Architecture overview
CLAIV Memory consists of four primary components:
API Server
Handles ingest, recall, and forget requests. Stateless and horizontally scalable. Validates API keys and enforces tenant isolation.
Worker
Processes enrichment jobs asynchronously. Extracts facts, episodes, and generates embeddings from ingested events. Pulls jobs from a Redis queue.
PostgreSQL
Primary data store for events, memories, embeddings (pgvector), API keys, and tenants. Shared between the API and Worker.
Redis
Job queue for async enrichment. Also used for rate limiting and caching.
Environment variables
Required environment variables for the CLAIV Memory backend:
# Database
DATABASE_URL=postgresql://user:pass@host:5432/claiv_memory
# Redis
REDIS_URL=redis://host:6379
# API Server
PORT=3000
API_KEY_SALT_ROUNDS=12
# Worker
OPENAI_API_KEY=sk-...
EMBEDDING_MODEL=text-embedding-3-small
# Console (if deploying the console alongside)

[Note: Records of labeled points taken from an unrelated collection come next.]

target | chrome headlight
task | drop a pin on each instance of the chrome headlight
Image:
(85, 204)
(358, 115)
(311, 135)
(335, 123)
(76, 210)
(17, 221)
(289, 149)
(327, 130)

CLAIV_MEMORY_API_BASE_URL=https://api.claiv.io
CLAIV_SETTINGS_ENCRYPTION_KEY=<32-byte-hex-key>Health checks
The API server exposes two health check endpoints:
GET /healthz
Liveness check. Returns 200 if the API server process is running. Does not check database connectivity.
GET /readyz
Readiness check. Returns 200 if the API server can connect to PostgreSQL and Redis. Use this for load balancer health checks.
Scaling considerations
API server
Stateless. Scale horizontally behind a load balancer. Each instance handles ~1000 concurrent connections.
Worker
Scale workers based on ingestion throughput. Each worker processes events sequentially. Add more workers for higher throughput.
Database
Use read replicas for recall-heavy workloads. Enable pgvector indexing (IVFFlat or HNSW) for embedding search performance.